NEW YORK: Bobby Ryan won’t be going to Sochi. Neither will Keith Yandle, Ben Bishop or Jack Johnson.
Those are the type of talents that would have been no-brainer choices as recently as eight years ago, core players around which a US Olympic team would have been built. So the fact that they weren’t among the 25 players who were named today to the 2014 team that heads to Russia next month highlights how far American hockey has come over the past decade … and how difficult the decisions were for general manager David Poile and his staff.
In net, the Americans are likely to rely on 2010 hero Ryan Miller (Buffalo Sabres). The MVP of the Vancouver Olympic tournament might be playing even better hockey coming into this year’s event, and he gives Team USA a confident, veteran presence with a proven ability to steal games. The health of Jonathan Quick (Los Angeles Kings) makes him a wild card, but his Stanley Cup experience from 2012 secured his spot. Jimmy Howard (Detroit Red Wings) was a surprising choice, given that he was sidelined most of December and wasn’t playing particularly well when healthy, but his body of work gave him the edge over the relatively inexperienced Bishop.
On defence, there’s a nice mix of skill, size and poise, along with some young legs to key the transition game on the big ice.
Ryan Suter (Minnesota Wild) is in a class by himself. He could be paired with Kevin Shattenkirk (St. Louis Blues), a potent weapon in transition, or Ryan McDonagh (New York Rangers), whose game is more well-rounded. Paul Martin (Pittsburgh Penguins) is still rehabbing an injury, but he and Brooks Orpik (Pittsburgh Penguins) have proven chemistry. They’ll be expected to handle a shutdown role.

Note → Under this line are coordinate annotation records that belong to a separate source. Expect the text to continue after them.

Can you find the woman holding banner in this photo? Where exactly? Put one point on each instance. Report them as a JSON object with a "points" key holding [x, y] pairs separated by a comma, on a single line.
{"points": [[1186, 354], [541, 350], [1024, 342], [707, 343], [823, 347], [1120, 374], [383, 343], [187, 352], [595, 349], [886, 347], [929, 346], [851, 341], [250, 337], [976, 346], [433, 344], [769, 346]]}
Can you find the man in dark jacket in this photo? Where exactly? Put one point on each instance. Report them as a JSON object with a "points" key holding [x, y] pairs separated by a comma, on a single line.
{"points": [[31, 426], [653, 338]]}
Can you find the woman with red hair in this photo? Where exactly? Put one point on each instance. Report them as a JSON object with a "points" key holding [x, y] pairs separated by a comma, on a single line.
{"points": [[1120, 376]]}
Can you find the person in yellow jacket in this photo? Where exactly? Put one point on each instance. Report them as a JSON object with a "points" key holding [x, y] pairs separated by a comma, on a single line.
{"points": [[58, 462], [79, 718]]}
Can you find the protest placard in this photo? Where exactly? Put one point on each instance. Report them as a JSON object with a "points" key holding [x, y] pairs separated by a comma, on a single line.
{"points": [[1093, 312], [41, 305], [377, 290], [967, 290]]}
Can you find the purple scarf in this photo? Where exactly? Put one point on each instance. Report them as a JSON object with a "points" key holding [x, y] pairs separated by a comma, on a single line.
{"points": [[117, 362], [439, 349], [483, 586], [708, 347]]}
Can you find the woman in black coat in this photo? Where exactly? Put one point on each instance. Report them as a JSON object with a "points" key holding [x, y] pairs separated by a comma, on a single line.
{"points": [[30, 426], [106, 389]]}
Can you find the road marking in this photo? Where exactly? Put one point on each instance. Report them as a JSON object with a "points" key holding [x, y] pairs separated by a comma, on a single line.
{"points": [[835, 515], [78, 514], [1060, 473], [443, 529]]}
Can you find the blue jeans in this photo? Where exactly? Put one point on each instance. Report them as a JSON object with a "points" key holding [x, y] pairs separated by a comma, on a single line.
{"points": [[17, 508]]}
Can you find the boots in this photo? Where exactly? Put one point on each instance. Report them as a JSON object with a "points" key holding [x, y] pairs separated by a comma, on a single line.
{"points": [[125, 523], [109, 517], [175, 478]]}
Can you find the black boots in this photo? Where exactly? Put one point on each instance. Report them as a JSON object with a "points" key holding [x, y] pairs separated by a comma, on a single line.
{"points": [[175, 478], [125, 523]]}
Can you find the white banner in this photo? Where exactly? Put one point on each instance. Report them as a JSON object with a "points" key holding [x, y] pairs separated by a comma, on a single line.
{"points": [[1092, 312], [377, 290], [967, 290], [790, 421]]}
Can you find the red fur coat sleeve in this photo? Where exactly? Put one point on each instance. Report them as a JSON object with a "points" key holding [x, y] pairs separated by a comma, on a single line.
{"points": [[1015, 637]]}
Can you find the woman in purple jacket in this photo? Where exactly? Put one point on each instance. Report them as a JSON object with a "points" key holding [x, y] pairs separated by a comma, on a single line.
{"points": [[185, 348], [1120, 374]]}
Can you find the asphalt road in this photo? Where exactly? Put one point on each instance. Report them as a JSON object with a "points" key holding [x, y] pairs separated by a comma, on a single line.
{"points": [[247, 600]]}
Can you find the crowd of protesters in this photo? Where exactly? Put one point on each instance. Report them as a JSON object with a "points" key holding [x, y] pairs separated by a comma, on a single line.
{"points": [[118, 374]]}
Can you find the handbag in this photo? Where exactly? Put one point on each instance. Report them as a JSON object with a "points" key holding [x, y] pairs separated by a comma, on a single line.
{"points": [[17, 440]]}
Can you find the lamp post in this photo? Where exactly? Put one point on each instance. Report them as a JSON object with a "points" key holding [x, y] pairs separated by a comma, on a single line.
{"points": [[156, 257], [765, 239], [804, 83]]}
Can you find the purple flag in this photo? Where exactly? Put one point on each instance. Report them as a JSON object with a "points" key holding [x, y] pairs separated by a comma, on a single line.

John Carlson (Washington Capitals) and Cam Fowler (Anaheim Ducks) are known for their offensive skills, but they’ve shown this season that they can play a responsible game in their own zone as well.
Up front, the Americans have probably the deepest group they’ve ever iced. It’s loaded, albeit small, on the right side with Patrick Kane (Chicago Blackhawks), Phil Kessel (Toronto Maple Leafs) and T.J. Oshie (St. Louis Blues), which probably made 6-foot-5 Blake Wheeler (Winnipeg Jets) a more appealing choice to play a depth role. He’s quick, too, and is coming off a 10-goal December, which makes him America’s hottest sniper.